線形モデルを用た交差検証 | 糖尿病データセット | Lasso 回帰

はじめに

この実験では、線形モデルを用いた交差検証を行います。糖尿病データセットを使用し、GridSearchCV を適用して Lasso 回帰の最適な alpha 値を見つけます。その後、誤差をプロットし、LassoCV を使って alpha の選択にどれだけ信頼できるかを確認します。

VM のヒント

VM の起動が完了したら、左上隅をクリックしてノートブックタブに切り替え、Jupyter Notebook を使って練習しましょう。

Jupyter Notebook の読み込みには数秒かかる場合があります。Jupyter Notebook の制限により、操作の検証は自動化できません。

学習中に問題がある場合は、Labby にお問い合わせください。セッション後にフィードバックを提供してください。すぐに問題を解決いたします。

データセットの読み込みと準備

まず、糖尿病データセットを読み込み、準備します。この演習では最初の 150 サンプルのみを使用します。

import matplotlib.pyplot as plt
import numpy as np
from sklearn import datasets

X, y = datasets.load_diabetes(return_X_y=True)
X = X[:150]
y = y[:150]

GridSearchCV を適用する

次に、GridSearchCV を適用して Lasso 回帰の最適な alpha 値を見つけます。10^-4 から 10^-0.5 までの alpha 値の範囲を使い、その間に 30 個の値を設定します。交差検証には 5 分割を使用します。
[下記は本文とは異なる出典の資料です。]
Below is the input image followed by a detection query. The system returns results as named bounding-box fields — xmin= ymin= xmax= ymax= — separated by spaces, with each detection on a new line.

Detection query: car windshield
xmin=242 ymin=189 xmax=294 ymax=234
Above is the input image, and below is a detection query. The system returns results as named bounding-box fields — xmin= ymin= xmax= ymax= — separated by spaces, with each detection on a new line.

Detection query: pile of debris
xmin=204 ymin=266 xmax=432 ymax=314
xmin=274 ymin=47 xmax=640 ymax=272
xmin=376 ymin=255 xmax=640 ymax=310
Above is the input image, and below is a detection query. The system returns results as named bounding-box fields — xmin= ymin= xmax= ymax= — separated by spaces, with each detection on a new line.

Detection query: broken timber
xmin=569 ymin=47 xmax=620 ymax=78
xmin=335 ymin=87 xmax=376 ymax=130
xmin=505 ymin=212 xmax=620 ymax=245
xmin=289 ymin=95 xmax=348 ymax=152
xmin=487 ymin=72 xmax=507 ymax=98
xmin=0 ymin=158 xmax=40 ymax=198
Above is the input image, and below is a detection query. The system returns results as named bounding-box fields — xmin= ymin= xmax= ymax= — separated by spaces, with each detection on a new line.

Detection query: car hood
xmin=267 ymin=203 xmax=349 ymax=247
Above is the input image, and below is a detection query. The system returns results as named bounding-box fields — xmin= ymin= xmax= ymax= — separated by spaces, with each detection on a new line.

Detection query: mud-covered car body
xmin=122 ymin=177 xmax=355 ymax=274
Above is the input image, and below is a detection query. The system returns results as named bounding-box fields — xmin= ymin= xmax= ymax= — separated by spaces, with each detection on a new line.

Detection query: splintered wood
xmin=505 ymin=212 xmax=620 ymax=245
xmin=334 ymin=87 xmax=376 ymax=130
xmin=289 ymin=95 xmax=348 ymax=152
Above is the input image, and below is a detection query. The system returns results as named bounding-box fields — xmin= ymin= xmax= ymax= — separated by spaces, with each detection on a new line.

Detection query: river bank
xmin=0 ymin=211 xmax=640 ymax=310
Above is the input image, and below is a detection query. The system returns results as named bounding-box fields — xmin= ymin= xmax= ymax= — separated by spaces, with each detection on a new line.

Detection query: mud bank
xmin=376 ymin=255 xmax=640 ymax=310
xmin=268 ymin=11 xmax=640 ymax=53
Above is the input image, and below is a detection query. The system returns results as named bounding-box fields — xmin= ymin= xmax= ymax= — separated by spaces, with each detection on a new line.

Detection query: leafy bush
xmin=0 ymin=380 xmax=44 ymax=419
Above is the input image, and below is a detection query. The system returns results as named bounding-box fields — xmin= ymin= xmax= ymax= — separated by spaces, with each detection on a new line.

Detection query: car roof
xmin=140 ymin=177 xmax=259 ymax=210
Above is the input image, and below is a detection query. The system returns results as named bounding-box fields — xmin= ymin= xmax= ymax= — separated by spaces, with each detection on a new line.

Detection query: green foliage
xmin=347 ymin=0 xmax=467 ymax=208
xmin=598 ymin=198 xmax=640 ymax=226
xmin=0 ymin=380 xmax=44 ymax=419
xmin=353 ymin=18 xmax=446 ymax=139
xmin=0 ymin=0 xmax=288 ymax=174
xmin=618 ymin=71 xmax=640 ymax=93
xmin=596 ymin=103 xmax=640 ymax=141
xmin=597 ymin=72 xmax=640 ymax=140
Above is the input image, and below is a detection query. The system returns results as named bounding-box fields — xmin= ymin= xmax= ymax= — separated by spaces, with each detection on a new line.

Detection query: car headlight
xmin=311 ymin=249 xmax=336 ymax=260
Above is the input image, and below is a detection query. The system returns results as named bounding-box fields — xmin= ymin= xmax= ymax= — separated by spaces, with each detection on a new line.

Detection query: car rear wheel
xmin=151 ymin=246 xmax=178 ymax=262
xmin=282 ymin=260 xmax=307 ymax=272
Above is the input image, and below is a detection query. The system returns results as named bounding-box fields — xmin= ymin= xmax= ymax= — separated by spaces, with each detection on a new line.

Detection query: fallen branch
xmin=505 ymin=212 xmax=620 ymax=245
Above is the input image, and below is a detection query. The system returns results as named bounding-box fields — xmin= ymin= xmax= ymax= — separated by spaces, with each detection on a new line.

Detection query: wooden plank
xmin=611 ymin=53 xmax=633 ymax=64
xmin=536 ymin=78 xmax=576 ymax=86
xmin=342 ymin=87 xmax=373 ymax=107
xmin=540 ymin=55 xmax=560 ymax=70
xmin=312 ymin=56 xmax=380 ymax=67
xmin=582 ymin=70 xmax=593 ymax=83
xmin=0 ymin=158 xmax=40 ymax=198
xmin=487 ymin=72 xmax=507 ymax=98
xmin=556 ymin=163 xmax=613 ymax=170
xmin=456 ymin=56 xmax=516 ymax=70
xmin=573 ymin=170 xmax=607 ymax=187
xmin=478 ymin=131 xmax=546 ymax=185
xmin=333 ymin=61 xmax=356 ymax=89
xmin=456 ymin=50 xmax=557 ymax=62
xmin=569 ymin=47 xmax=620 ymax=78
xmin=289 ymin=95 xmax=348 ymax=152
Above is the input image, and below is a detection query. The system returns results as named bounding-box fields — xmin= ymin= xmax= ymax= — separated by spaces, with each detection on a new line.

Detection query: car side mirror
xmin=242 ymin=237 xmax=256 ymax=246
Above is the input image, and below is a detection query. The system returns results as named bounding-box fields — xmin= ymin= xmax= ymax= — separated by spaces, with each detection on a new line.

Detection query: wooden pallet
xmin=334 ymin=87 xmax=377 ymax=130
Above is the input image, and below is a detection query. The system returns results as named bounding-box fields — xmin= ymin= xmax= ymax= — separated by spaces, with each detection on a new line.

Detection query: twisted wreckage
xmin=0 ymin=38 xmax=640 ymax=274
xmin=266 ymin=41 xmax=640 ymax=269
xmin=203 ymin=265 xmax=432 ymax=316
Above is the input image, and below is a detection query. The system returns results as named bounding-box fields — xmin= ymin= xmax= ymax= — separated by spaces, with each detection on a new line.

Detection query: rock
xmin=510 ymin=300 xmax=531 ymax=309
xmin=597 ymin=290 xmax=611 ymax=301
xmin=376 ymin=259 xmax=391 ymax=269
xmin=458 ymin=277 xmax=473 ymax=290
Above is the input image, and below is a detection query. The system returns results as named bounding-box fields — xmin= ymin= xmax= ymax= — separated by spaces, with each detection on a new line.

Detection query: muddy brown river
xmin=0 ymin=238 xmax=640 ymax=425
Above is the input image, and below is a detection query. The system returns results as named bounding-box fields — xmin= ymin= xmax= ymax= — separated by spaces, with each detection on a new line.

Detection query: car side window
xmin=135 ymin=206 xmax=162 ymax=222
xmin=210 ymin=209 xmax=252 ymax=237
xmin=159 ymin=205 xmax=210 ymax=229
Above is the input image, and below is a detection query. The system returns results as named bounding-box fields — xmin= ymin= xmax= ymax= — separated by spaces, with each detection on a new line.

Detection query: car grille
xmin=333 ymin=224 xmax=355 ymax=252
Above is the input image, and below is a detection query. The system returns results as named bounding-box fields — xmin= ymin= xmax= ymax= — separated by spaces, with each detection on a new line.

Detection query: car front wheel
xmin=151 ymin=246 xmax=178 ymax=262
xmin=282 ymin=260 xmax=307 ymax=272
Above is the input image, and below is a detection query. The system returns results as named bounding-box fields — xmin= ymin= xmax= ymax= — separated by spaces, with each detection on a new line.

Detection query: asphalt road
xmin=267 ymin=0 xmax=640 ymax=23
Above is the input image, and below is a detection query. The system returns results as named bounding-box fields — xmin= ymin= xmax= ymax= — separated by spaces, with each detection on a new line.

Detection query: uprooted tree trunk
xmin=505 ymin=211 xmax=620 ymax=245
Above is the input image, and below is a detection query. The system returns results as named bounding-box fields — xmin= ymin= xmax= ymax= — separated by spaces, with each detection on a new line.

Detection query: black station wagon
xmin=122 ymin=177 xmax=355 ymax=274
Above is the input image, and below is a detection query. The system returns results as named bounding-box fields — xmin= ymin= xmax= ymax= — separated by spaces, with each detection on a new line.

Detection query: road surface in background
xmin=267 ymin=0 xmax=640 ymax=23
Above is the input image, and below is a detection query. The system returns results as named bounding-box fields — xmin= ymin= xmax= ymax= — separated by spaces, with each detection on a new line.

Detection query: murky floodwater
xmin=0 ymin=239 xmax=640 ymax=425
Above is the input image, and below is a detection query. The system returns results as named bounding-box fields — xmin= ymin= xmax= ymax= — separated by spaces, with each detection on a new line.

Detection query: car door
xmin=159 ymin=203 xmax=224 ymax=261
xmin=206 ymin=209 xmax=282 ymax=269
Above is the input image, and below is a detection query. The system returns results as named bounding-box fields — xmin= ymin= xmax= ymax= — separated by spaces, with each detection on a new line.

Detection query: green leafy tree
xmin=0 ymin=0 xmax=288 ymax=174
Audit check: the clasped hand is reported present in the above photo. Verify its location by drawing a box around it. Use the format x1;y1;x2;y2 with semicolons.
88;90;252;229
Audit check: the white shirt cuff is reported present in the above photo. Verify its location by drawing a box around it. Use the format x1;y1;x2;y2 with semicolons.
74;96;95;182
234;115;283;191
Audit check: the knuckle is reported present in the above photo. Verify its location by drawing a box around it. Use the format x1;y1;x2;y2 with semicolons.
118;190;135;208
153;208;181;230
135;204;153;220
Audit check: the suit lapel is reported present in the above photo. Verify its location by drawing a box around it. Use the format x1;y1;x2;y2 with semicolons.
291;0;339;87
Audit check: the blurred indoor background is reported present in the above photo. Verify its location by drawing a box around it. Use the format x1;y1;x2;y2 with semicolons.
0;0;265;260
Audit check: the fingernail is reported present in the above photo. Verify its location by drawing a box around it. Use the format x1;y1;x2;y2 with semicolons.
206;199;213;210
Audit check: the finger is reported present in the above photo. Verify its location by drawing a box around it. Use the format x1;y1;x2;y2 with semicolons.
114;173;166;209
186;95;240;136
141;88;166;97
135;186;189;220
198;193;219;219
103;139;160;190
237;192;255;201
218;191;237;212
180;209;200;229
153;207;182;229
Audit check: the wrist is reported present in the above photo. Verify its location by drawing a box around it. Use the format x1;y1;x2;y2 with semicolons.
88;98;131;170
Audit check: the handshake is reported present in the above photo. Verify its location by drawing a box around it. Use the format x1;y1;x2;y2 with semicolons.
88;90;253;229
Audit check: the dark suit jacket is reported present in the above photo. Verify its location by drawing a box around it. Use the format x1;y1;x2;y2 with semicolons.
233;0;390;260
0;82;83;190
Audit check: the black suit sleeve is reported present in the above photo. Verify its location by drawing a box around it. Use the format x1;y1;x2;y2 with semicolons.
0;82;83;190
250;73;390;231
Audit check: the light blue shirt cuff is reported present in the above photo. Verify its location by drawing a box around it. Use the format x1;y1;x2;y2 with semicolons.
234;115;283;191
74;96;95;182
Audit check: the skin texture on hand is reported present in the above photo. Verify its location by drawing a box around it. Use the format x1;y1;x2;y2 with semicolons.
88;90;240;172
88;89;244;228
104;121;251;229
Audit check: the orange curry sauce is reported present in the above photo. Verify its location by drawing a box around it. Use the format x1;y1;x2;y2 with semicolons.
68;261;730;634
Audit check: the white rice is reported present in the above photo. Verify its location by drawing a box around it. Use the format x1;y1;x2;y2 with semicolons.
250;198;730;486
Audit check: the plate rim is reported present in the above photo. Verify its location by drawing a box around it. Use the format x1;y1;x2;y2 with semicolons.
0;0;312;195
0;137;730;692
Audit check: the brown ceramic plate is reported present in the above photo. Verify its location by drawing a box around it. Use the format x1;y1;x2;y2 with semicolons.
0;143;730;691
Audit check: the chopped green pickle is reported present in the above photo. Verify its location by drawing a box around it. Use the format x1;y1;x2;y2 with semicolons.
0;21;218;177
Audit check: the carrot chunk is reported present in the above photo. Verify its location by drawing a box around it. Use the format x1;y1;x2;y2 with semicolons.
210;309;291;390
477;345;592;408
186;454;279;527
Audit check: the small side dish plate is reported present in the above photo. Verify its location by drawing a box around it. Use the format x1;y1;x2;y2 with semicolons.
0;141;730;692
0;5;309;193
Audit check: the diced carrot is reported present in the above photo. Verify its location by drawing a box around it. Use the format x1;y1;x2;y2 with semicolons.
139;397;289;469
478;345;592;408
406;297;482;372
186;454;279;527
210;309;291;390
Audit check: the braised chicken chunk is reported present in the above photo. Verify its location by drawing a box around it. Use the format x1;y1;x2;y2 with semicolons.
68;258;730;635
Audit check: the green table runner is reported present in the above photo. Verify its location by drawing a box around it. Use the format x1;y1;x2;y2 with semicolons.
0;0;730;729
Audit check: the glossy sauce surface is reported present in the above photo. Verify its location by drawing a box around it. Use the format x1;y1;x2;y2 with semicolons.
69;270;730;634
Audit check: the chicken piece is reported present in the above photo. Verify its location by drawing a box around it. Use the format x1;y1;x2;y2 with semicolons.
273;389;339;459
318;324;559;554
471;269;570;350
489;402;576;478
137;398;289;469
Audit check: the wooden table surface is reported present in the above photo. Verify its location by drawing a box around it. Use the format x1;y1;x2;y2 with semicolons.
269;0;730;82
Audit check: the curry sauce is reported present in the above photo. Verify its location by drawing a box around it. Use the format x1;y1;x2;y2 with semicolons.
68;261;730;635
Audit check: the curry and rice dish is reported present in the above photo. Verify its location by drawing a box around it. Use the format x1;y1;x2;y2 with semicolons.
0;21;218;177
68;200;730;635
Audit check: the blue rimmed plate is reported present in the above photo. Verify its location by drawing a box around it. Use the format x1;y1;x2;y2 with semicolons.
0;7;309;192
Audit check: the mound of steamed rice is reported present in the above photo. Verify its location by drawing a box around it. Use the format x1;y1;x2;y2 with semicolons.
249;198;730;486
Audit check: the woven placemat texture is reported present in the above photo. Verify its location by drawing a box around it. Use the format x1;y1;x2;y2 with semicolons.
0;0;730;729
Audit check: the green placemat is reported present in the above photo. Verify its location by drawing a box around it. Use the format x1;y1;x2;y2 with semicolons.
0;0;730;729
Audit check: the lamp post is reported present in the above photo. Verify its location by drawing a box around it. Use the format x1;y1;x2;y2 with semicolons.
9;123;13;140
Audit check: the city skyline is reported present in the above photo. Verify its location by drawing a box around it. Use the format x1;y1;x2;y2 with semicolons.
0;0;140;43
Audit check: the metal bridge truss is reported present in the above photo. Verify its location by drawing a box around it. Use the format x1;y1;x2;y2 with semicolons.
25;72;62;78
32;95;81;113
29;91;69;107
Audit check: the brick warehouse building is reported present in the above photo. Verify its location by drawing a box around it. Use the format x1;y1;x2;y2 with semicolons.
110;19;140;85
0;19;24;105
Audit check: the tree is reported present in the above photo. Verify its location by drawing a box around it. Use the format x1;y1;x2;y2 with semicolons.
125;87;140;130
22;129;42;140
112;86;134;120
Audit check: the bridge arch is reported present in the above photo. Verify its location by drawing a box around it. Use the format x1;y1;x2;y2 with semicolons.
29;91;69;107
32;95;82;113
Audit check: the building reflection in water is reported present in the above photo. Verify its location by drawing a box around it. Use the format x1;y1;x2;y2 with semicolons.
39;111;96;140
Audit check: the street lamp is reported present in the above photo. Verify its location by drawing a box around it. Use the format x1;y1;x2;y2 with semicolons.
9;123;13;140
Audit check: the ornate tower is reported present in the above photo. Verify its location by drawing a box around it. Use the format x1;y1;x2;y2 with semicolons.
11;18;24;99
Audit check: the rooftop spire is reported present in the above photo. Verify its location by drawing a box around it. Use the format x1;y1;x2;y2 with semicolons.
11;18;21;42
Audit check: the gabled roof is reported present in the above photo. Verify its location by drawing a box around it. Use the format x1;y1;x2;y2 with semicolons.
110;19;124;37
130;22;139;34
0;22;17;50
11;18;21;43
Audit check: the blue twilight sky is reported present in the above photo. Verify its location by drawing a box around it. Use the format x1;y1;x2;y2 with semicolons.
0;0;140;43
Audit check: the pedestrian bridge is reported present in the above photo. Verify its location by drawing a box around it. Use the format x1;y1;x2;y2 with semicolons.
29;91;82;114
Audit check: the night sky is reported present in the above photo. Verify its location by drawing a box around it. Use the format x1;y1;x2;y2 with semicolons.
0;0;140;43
from sklearn.linear_model import Lasso
from sklearn.model_selection import GridSearchCV

lasso = Lasso(random_state=0, max_iter=10000)
alphas = np.logspace(-4, -0.5, 30)

tuned_parameters = [{"alpha": alphas}]
n_folds = 5

clf = GridSearchCV(lasso, tuned_parameters, cv=n_folds, refit=False)
clf.fit(X, y)

誤差をプロットする

ここでは、誤差をプロットして最適な alpha 値を確認します。平均テストスコアとスコアの標準誤差をプロットします。

scores = clf.cv_results_["mean_test_score"]
scores_std = clf.cv_results_["std_test_score"]

plt.figure().set_size_inches(8, 6)
plt.semilogx(alphas, scores)

std_error = scores_std / np.sqrt(n_folds)

plt.semilogx(alphas, scores + std_error, "b--")
plt.semilogx(alphas, scores - std_error, "b--")

plt.fill_between(alphas, scores + std_error, scores - std_error, alpha=0.2)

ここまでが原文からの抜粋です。